İç Temizlik ve Riskleri
Çürük elmalar, kapıya bırakılan Truva atları, üstümüze yapışan parazitler, çizgisinde duramayanlar…. Bunlar İçişleri Bakan Yardımcısı Turan’ın uyuşturucu operasyonu ile kirli çamaşırları ortalığa saçılan, güya muhafazakâr mahalle kökenli kişi ve bağlantılar için kullandığı sıfatlar.
İktidar mahallesinin medya prenslerinden olan Ersoy’un ve etrafında AK Parti iktidarı sayesinde o mevkilere -ve hangi yollardan geçerek- gelebildikleri görülmeye başlayan kişilerin, ilişkilerin durumu sanırım muhafazakâr mahallede şok dalgalarına yol açtı. Ersoy’un ve ela Rümeysa cebeci’nin imamhatipli, Veyis Ateş’in ayrıca İlahiyatçı olması AK Partilileri ayrıca üzmüştür.
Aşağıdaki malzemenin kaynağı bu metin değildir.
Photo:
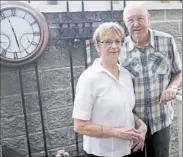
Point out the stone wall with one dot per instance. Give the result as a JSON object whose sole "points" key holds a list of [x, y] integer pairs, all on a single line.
{"points": [[56, 93]]}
Ama bu işin sadece medya ve eğlence sektörüne meraklı iş dünyasıyla sınırlı kalmayacağı, kalmaması gerektiği de görülüyor.
Ekrem İmamoğlu ve CHP’li belediyeler soruşturmasında sınırları zorlayan, zorlaması için AK Parti ve MHP’den siyasi teşvik gören Gürlek, uyuşturucu, kara para, paraziter ekonomik ve siyasi ilişkiler soruşturması konusunda da sınırları zorlaması için aynı desteği bulabilecek mi?
Eller öyle o kadar kolay temizlenmiyor.